Closed minminsun closed 1 year ago
Update: Upgraded to the latest commit 821e75a2b025c62e4fab0578e32a12b5ca5fc9e9, the performance gets much better. fused-attention-batch4-head48-d128-fwd-causal=False: N_CTX Triton 0 1024.0 69.581110 1 2048.0 73.569046 2 4096.0 75.318463 3 8192.0 76.932992 4 16384.0 76.648059
The performance with head_dim=128 is around 70% of head_dim=64. Maybe further improvement is still needed.
@minminsun For D=128, can you try this branch https://github.com/ROCmSoftwarePlatform/triton/tree/reduce_lds_usage
For D=128, we need larger tile size and some optimizations in the epilogue to reduce LDS usage. It should be soon merged in the triton-mlir branch.
@zhanglx13 Thanks for your response! But the performance gets lower after switching to branch reduce_lds_usage (commit a6db42d2a2ccecaee279efdfd98d1cb530f75049) on MI210. fused-attention-batch4-head48-d128-fwd-causal=False: N_CTX Triton 0 1024.0 44.790182 1 2048.0 47.149518 2 4096.0 48.370925 3 8192.0 49.587914 4 16384.0 49.441485
@minminsun This is unexpected. Let me ping someone to try it.
@alefimov-amd Can you try this on a MI200 or MI210 machine?
@minminsun Can you please double check if you rebuilt triton after switching to branch reduce_lds_usage
?
@zhanglx13 @minminsun
I've tried reduce_lds_usage
branch on mi210 and got this:
fused-attention-batch4-head48-d128-fwd-causal=False:
N_CTX Triton Flash-1
0 1024.0 85.164008 44.592183
1 2048.0 98.000198 50.076568
2 4096.0 94.663083 59.136411
3 8192.0 104.370936 60.812629
4 16384.0 105.686353 60.751002
On top of triton-mlir
branch I've also got slightly better results:
fused-attention-batch4-head48-d128-fwd-causal=False:
N_CTX Triton Flash-1
0 1024.0 73.678773 44.532794
1 2048.0 77.849647 54.586812
2 4096.0 80.303655 59.137811
3 8192.0 82.175344 60.307481
4 16384.0 82.501823 60.928475
@minminsun Could you share what changes did you do to tutorial script?

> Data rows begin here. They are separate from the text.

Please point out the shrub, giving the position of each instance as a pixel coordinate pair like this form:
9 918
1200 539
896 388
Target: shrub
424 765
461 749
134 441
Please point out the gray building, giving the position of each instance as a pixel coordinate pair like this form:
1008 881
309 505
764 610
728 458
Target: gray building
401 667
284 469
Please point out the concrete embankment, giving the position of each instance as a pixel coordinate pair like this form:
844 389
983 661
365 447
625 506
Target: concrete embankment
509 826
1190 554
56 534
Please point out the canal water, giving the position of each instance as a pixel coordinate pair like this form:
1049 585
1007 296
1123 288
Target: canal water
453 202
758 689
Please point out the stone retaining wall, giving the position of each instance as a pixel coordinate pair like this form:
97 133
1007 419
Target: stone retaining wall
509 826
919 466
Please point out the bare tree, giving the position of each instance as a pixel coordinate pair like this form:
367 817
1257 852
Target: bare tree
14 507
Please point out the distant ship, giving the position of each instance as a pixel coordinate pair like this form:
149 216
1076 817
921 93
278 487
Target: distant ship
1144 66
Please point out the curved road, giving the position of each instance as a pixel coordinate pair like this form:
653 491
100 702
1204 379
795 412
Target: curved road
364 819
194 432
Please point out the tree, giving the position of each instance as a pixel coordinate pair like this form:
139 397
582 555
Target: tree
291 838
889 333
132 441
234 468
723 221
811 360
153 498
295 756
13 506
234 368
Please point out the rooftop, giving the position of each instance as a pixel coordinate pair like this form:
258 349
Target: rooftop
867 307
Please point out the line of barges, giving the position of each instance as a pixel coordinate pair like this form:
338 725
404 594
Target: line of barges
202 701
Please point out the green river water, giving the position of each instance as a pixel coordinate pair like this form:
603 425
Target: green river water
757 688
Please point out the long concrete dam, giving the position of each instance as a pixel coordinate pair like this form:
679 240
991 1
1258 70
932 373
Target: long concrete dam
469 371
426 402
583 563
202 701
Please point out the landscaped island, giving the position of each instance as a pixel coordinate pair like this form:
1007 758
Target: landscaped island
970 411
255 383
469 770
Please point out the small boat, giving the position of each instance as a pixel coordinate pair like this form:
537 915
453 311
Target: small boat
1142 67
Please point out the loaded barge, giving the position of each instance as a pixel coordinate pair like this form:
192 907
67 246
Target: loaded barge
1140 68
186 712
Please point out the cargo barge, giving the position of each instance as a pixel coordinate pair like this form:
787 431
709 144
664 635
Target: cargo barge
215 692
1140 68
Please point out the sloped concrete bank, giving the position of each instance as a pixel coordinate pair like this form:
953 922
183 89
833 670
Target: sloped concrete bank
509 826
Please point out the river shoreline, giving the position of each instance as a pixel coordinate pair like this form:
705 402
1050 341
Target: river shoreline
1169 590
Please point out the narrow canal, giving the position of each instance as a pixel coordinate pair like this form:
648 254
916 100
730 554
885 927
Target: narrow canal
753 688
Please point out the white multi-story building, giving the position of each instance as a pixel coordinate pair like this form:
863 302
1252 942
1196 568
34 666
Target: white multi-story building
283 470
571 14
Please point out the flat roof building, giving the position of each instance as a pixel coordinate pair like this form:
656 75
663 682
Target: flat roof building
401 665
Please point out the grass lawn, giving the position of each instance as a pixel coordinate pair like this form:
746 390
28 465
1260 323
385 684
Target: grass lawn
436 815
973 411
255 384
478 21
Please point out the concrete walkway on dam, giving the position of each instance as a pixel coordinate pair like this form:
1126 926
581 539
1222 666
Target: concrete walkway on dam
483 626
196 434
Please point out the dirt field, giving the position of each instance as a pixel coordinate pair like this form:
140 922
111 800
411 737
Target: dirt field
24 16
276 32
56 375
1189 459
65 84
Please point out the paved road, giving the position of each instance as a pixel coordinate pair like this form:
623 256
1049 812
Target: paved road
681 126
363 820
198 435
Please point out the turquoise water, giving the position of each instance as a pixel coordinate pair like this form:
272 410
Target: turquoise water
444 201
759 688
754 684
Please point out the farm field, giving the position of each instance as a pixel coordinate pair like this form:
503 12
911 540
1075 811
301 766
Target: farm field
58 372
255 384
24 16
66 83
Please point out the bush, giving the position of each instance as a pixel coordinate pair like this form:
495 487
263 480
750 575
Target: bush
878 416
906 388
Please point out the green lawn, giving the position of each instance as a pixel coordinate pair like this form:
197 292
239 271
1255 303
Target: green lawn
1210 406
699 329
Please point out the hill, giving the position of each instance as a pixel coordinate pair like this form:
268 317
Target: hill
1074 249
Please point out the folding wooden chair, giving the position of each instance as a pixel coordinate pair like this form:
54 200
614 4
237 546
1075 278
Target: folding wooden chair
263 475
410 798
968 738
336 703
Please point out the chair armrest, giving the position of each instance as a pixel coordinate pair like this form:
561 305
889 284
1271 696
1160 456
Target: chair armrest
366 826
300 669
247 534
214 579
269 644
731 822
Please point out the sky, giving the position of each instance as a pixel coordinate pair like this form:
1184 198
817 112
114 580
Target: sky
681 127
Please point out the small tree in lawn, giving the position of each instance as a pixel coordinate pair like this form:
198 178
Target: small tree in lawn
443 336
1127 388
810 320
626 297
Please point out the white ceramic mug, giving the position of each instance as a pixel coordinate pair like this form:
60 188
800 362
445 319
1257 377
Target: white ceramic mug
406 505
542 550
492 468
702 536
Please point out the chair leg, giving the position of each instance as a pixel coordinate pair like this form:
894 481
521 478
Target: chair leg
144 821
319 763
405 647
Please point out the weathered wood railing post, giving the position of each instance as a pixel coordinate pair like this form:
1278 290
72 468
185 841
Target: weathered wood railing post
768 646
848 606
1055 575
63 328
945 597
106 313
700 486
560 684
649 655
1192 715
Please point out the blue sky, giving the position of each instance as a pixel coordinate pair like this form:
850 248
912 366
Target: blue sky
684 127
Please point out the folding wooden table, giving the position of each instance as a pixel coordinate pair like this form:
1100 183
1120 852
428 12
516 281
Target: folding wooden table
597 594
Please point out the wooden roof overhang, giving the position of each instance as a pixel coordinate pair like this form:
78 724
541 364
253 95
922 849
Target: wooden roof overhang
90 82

P.s. Could you also check different rocm versions. They could affect performance a little. I was using 5.4.0
Thanks @binarman !
Could you share what changes did you do to tutorial script?
I did no change to the tutorial scipt.
P.s. Could you also check different rocm versions. They could affect performance a little.
The version I use is rocm-5.2.3. This might be the reason of slow-down.
105 tflops for D=128 on MI210 seems reasonable. Thanks @binarman
Give it a try with a newer ROCm. Please re-open as needed.
Running tutorials/06-fused-attention.py on MI210, the performance with head_dim=64 looks good: fused-attention-batch4-head48-d64-fwd: N_CTX Triton 0 1024.0 92.771498 1 2048.0 100.215724 2 4096.0 102.864525 3 8192.0 104.837738 4 16384.0 105.736522
But the performance drops dramatically when head_dim changed to 128: fused-attention-batch4-head48-d128-fwd: N_CTX Triton 0 1024.0 12.889821 1 2048.0 13.136331 2 4096.0 13.232509 3 8192.0 13.355740 4 16384.0 13.383783
The performance with head_dim=128 is very important because it is the head_dim of the most popular LLM models.
Do you have idea of why and how can this be improved? Thanks!